Serguéi Lavrov
MOSCU.- El ministro de Asuntos Exteriores de Rusia, Sergei Lavrov, ha rechazado las peticiones de parada el fuego en Ucrania que vuelven a sonar desde varias capitales europeas y han despierto de que contradice lo convenido por los presidentes de Estados Unidos, Donald Trump, y de Rusia, Vladimir Putin, durante la cumbre que se celebró en agosto, en Alaska.

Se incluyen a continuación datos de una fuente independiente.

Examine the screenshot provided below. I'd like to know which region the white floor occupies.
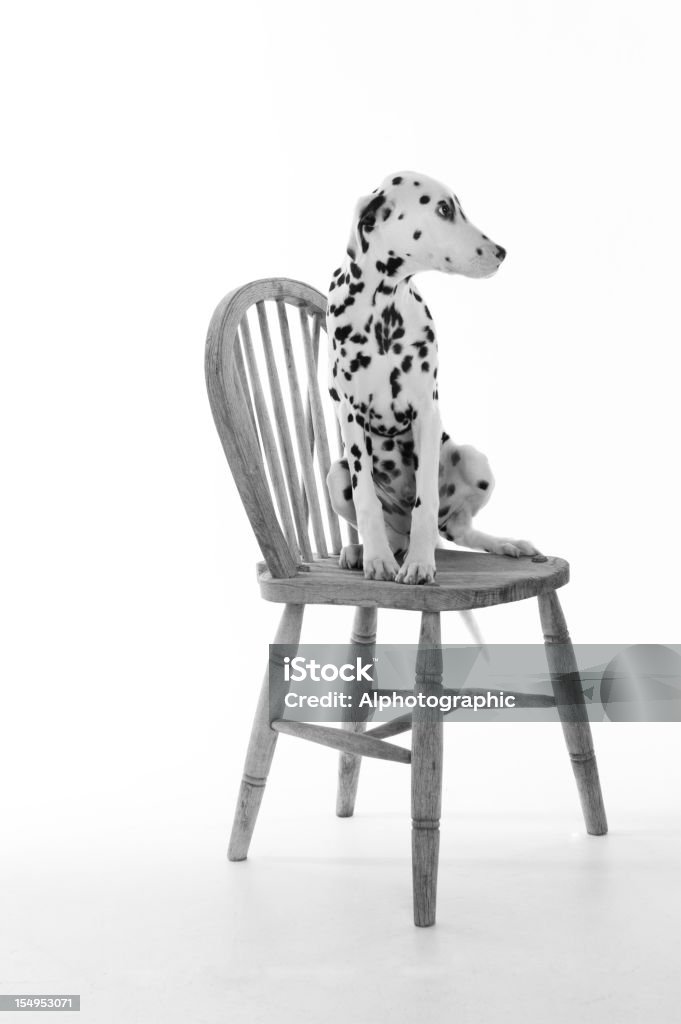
[0,727,681,1024]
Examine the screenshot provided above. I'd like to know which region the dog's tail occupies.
[459,608,490,662]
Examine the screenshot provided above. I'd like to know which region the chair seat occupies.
[257,549,569,611]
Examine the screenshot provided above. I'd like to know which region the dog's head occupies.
[348,171,506,278]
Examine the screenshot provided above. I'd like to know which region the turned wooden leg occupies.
[336,608,377,818]
[227,604,305,860]
[539,591,607,836]
[412,611,442,928]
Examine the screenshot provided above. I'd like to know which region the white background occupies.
[0,0,681,1024]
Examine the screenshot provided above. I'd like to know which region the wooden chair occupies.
[206,278,607,926]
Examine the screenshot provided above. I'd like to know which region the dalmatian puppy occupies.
[327,172,538,584]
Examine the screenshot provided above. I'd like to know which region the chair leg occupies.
[412,611,442,928]
[539,591,607,836]
[227,604,305,860]
[336,607,378,818]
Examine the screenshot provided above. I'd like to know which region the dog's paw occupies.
[338,544,364,569]
[363,548,399,580]
[485,537,541,558]
[396,555,435,584]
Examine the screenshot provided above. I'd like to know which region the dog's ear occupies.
[347,190,394,258]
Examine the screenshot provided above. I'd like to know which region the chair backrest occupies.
[206,278,354,577]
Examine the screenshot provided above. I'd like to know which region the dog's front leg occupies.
[339,401,398,580]
[397,403,442,583]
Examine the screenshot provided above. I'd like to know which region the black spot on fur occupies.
[350,352,372,374]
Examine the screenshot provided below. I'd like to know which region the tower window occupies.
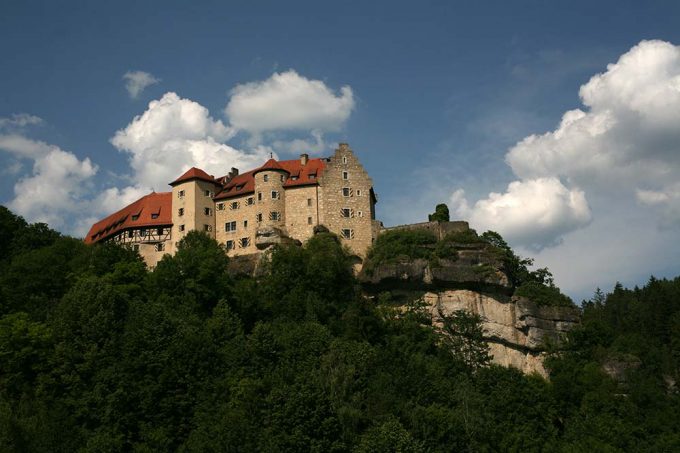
[342,228,354,239]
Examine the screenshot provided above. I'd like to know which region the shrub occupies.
[515,281,574,307]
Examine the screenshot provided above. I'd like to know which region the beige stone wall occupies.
[215,193,258,256]
[255,171,288,232]
[168,180,217,253]
[286,186,319,243]
[319,144,375,258]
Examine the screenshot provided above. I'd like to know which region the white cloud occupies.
[0,135,97,228]
[452,41,680,250]
[225,70,354,134]
[111,93,270,191]
[450,178,591,250]
[506,41,680,198]
[0,113,43,129]
[123,71,161,99]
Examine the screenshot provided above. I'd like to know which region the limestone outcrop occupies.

Lavrov ha insistido en la idea defendida por el Kremlin durante toda la pugna de que un parada el fuego serviría a Ucrania para rearmarse y preparar nuevos ataques y pone como ejemplo el boicoteo al gaseoducto Nord Stream.
Asimismo, ha inculpado a líderes como el presidente francés, Emmanuel Macron, de protestar un parada el fuego a la vez que defiende «públicamente que nadie podrá jalonar el suministro de armas al régimen de Kiev», informa la agencia TASS.
«Ha quedado claro inmediatamente por qué era necesario este parada el fuego», ha ironizado el jerarca de la diplomacia rusa que de igual forma ha señalado que detener el conflicto «significaría olvidar las causas profundas» que explican el inicio de la invasión, de la que se cumplen ya más de dos primaveras y medios.
Lavrov todavía ha puesto de relieve que paralizar los combates chocaría con lo pactado por los presidente Putin y Trump en sus «largas negociaciones» en la asiento de Anchorage. «Rusia no ha cambiado su postura en relación con los acuerdos alcanzados en Alaska», ha dicho.